So by using this transform layer, we get to remove the initial condition loss term from our overall loss function -- simplifying it and giving us one less hyperparameter to tune :)

However, the transform layer has no learnable parameters and is technically not part of the neural network. But since it sits at the end of the network, it will have a strong influence on its output and, thus, the loss.

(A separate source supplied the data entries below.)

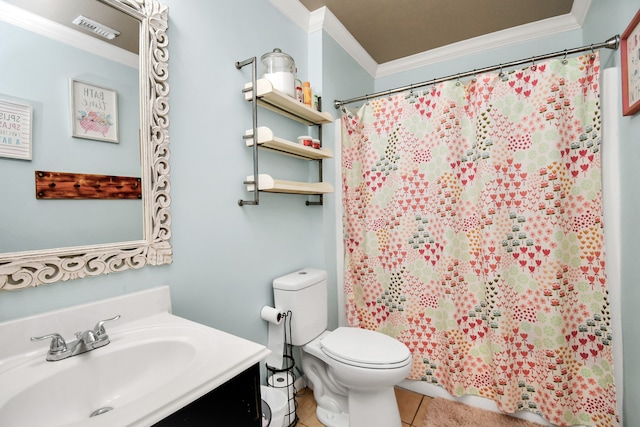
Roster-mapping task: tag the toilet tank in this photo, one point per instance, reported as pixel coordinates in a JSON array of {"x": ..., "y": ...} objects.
[{"x": 303, "y": 292}]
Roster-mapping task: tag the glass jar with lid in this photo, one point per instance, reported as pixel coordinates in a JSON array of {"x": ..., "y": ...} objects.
[{"x": 280, "y": 69}]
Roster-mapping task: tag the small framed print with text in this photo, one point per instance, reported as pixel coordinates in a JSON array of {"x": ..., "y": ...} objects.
[
  {"x": 15, "y": 130},
  {"x": 630, "y": 53},
  {"x": 94, "y": 111}
]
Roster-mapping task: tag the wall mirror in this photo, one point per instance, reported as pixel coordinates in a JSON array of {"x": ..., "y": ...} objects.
[{"x": 141, "y": 232}]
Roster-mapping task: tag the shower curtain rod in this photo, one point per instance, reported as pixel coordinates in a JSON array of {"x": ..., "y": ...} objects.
[{"x": 613, "y": 43}]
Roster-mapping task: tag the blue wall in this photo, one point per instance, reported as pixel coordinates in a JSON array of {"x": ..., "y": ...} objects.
[
  {"x": 225, "y": 256},
  {"x": 36, "y": 71}
]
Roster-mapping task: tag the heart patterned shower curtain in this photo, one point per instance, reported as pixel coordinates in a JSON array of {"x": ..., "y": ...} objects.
[{"x": 473, "y": 234}]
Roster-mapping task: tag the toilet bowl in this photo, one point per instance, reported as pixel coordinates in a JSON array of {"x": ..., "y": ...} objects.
[{"x": 351, "y": 371}]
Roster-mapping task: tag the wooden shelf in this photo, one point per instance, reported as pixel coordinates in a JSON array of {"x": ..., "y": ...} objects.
[
  {"x": 274, "y": 100},
  {"x": 267, "y": 140},
  {"x": 268, "y": 184}
]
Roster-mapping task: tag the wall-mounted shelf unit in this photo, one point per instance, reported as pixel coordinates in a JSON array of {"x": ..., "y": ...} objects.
[
  {"x": 268, "y": 141},
  {"x": 263, "y": 137},
  {"x": 274, "y": 100},
  {"x": 270, "y": 185}
]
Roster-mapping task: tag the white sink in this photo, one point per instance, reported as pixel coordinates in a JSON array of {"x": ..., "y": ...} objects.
[{"x": 151, "y": 368}]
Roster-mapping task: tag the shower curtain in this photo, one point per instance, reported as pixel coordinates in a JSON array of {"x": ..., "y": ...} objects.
[{"x": 473, "y": 234}]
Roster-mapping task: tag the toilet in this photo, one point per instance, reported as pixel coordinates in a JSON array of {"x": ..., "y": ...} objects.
[{"x": 352, "y": 371}]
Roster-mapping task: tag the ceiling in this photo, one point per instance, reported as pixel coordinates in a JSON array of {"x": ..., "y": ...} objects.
[
  {"x": 393, "y": 29},
  {"x": 65, "y": 11}
]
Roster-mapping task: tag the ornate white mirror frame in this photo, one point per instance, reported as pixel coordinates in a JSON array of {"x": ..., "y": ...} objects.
[{"x": 32, "y": 268}]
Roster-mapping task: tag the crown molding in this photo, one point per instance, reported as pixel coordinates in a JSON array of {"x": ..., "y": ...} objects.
[
  {"x": 498, "y": 39},
  {"x": 325, "y": 20},
  {"x": 53, "y": 30}
]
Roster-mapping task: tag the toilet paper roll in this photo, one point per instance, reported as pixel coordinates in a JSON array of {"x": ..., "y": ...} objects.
[
  {"x": 275, "y": 340},
  {"x": 285, "y": 381}
]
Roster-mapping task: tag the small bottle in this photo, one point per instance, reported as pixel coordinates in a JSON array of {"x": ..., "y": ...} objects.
[
  {"x": 299, "y": 96},
  {"x": 307, "y": 93}
]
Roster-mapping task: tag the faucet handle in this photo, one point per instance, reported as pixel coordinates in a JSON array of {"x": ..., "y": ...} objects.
[
  {"x": 58, "y": 344},
  {"x": 99, "y": 328}
]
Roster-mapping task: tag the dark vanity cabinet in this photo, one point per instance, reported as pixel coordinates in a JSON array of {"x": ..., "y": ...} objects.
[{"x": 236, "y": 403}]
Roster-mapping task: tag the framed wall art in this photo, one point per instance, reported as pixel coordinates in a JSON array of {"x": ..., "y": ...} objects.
[
  {"x": 94, "y": 111},
  {"x": 630, "y": 53},
  {"x": 15, "y": 129}
]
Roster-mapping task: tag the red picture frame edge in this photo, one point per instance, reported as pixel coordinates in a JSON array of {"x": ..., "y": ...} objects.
[{"x": 627, "y": 110}]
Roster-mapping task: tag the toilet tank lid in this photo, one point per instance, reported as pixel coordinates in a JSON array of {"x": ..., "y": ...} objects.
[{"x": 299, "y": 279}]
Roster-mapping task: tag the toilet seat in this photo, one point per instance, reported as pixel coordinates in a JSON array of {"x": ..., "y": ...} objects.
[{"x": 365, "y": 348}]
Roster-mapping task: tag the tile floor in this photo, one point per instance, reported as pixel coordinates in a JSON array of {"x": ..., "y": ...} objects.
[{"x": 412, "y": 408}]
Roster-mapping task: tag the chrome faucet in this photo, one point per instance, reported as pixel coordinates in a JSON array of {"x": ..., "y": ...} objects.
[{"x": 85, "y": 341}]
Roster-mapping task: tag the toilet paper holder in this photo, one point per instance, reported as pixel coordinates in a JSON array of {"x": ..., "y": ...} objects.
[{"x": 284, "y": 378}]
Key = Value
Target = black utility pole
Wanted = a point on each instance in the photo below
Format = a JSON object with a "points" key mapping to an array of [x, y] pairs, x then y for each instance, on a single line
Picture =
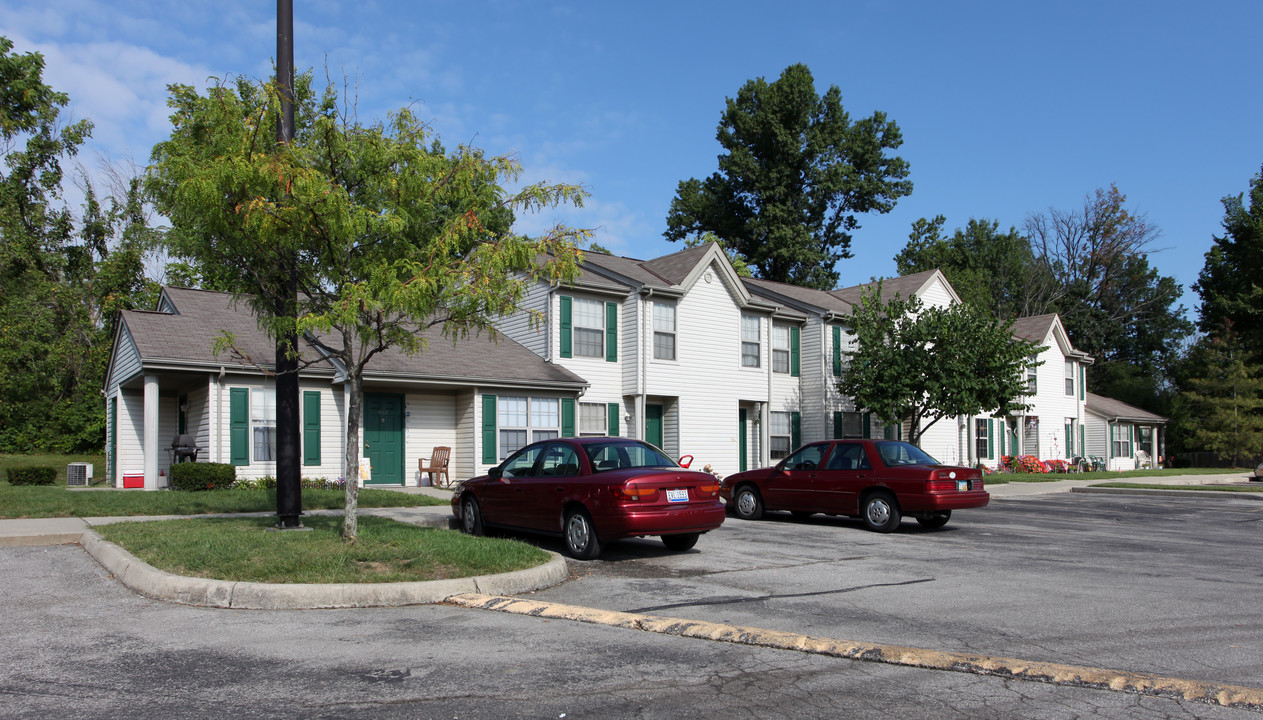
{"points": [[289, 492]]}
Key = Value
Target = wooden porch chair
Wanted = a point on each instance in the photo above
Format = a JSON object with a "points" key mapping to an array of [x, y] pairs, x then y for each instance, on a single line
{"points": [[437, 466]]}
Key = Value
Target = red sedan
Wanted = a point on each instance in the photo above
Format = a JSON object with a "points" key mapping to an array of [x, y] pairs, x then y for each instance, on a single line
{"points": [[872, 479], [592, 490]]}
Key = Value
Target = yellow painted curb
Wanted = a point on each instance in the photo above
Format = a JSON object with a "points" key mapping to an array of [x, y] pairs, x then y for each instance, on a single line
{"points": [[1055, 673]]}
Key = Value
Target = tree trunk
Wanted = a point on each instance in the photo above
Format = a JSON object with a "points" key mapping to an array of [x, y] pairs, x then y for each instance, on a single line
{"points": [[350, 521]]}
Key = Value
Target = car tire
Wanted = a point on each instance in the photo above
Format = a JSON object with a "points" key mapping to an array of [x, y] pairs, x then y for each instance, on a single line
{"points": [[580, 536], [880, 512], [747, 503], [471, 516], [681, 542], [933, 521]]}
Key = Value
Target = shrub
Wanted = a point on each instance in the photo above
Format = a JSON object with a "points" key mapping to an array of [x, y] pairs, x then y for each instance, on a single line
{"points": [[202, 475], [32, 475]]}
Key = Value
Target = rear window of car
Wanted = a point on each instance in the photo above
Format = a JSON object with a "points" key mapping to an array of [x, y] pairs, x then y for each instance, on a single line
{"points": [[623, 455]]}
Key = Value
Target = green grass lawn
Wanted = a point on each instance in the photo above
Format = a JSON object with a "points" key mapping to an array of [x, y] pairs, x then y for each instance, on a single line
{"points": [[53, 460], [388, 551]]}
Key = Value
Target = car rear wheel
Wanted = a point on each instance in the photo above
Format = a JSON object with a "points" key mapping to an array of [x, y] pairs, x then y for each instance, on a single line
{"points": [[748, 503], [933, 521], [681, 542], [471, 517], [581, 541], [880, 512]]}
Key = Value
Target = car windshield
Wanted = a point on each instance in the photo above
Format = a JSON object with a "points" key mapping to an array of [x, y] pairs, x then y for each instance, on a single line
{"points": [[623, 455], [903, 454]]}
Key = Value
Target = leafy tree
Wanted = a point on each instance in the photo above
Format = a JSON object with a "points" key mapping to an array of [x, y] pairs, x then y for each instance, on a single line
{"points": [[1114, 305], [61, 279], [1228, 284], [989, 269], [393, 234], [795, 174], [922, 364], [1223, 409]]}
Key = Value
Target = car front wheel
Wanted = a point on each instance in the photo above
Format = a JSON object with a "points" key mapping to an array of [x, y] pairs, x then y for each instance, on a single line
{"points": [[880, 512], [933, 521], [748, 503], [471, 517], [682, 542], [581, 542]]}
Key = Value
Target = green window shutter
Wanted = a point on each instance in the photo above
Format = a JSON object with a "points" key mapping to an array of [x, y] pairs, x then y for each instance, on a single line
{"points": [[489, 451], [611, 332], [239, 426], [795, 355], [613, 411], [567, 417], [567, 336], [311, 428], [838, 351]]}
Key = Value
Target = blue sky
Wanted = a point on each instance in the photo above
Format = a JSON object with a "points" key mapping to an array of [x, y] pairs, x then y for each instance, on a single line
{"points": [[1005, 108]]}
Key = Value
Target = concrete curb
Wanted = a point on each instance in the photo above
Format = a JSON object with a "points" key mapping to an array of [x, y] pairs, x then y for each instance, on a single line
{"points": [[152, 582], [1219, 494], [1013, 668]]}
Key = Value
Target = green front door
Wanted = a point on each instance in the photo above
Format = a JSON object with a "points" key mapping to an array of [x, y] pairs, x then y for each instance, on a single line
{"points": [[383, 438], [653, 425]]}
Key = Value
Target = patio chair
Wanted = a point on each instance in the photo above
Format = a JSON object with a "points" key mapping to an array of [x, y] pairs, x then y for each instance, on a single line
{"points": [[437, 466]]}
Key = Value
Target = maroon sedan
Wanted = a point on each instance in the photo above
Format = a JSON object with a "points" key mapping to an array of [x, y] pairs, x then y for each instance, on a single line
{"points": [[872, 479], [592, 490]]}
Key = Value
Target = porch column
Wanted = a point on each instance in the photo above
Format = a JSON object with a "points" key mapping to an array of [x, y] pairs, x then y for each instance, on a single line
{"points": [[149, 441]]}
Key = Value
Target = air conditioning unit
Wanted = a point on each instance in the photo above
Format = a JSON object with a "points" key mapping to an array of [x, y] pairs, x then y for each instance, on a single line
{"points": [[78, 474]]}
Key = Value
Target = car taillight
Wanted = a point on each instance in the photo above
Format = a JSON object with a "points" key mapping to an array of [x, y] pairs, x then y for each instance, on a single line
{"points": [[633, 493]]}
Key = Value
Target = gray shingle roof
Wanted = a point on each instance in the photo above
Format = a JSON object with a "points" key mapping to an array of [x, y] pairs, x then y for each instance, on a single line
{"points": [[1113, 409], [187, 337]]}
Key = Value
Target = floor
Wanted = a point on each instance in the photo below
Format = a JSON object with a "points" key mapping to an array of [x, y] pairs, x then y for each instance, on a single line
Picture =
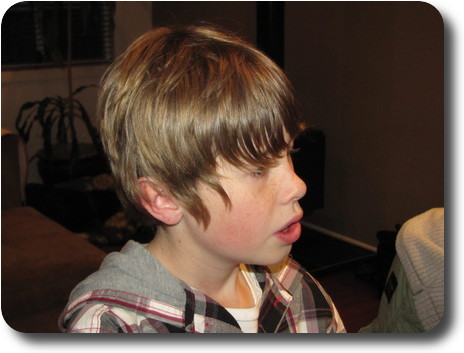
{"points": [[356, 300], [348, 273]]}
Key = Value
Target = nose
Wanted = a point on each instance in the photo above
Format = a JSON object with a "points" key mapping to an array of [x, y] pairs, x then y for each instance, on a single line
{"points": [[295, 187]]}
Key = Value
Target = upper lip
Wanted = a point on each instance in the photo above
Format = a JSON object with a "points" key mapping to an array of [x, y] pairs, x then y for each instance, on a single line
{"points": [[293, 220]]}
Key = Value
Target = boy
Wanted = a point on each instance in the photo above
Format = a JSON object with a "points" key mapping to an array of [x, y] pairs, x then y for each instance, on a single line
{"points": [[198, 127]]}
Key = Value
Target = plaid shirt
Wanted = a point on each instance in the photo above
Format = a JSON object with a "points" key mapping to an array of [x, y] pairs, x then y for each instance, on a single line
{"points": [[292, 302]]}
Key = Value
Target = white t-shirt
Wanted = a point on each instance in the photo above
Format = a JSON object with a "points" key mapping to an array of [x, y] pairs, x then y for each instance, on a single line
{"points": [[248, 318]]}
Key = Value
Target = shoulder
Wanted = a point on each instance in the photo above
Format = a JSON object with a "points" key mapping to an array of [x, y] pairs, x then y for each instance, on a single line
{"points": [[106, 318]]}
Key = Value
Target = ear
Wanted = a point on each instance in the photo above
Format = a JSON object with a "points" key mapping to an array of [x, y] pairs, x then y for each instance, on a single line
{"points": [[158, 202]]}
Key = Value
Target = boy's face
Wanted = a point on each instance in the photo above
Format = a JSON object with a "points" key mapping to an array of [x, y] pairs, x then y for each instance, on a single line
{"points": [[262, 222]]}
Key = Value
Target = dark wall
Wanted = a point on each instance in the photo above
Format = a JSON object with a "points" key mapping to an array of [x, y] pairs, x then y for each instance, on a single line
{"points": [[370, 76]]}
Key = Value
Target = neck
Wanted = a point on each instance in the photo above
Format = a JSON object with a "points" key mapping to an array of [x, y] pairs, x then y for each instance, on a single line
{"points": [[221, 281]]}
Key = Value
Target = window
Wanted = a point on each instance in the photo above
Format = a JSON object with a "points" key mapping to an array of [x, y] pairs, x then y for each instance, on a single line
{"points": [[35, 33]]}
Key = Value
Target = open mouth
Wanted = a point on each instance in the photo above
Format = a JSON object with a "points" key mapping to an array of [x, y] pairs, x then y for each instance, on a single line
{"points": [[290, 234]]}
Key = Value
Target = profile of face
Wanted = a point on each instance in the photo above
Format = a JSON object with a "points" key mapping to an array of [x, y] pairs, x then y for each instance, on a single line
{"points": [[261, 223]]}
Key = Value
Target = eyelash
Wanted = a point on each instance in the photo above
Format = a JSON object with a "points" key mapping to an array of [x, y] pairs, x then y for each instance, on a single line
{"points": [[260, 172]]}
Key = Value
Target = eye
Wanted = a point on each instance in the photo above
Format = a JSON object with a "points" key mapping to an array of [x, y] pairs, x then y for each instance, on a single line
{"points": [[258, 172]]}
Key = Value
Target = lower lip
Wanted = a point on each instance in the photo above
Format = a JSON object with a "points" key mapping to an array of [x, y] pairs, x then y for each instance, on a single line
{"points": [[291, 235]]}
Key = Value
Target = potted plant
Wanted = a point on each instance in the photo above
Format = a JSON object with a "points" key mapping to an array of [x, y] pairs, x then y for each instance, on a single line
{"points": [[62, 156]]}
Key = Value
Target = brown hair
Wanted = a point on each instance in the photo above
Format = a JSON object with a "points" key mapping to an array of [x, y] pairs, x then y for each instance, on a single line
{"points": [[178, 99]]}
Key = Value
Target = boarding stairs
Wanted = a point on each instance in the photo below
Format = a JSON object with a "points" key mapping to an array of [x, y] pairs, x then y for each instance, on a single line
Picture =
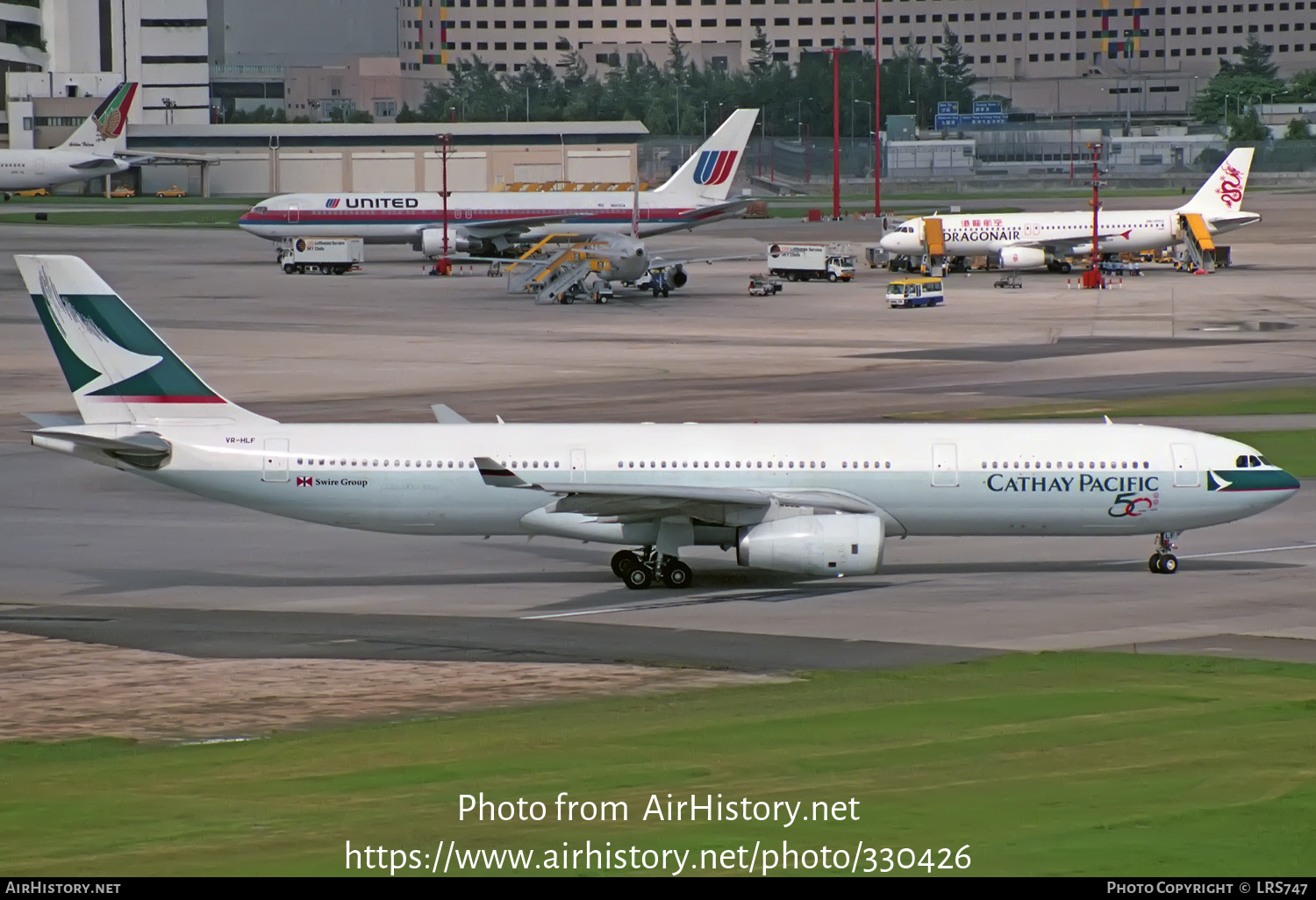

This means that errors backpropagating through the network will tune its weights with information about the initial conditions recieved not explicitly from the loss function, but from the transform layer itself.

If we consider the transform layer as part of the network, we can write our new PDE solution approximation as
$$
N\!N'(x, t;\theta) \approx u_{\text{transformed}}(x, t, NN(x, t; \theta))
$$

where $N\!N'$ is the output of the network *with* the transform layer, and $N\!N$ is the previous vanilla output (included explicitly in the transformed solution here).

Then our new loss function becomes

\begin{align*}
\mathcal{L}(\theta) &= \lambda_P L_P(\theta) + \sum \lambda_B L_B(\theta)  \\
&= \frac{\lambda_P}{N_p} \left\| \left[\frac{\partial }{\partial t} + N\!N'(x_i, t_i; \theta) \frac{\partial }{\partial x} - \nu \frac{\partial^2 }{\partial x^2} \right] N\!N' (x_i, t_i; \theta) \right\|^2\\
&+ \frac{\lambda_{B1}}{N_{B1}} \left\| N\!N'(-1, t_j; \theta) \right\|^2 + \frac{\lambda_{B2}}{N_{B2}} \left\|N\!N'(1, t_j; \theta) \right\|^2 
\end{align*}

with final layer
$$
u_{\text{transformed}}(x, t) = \sin(\pi x) + NN(x, t; \theta) \cdot (t - t_{\text{min}})
$$


In [2]:
import torch
import torch.nn as nn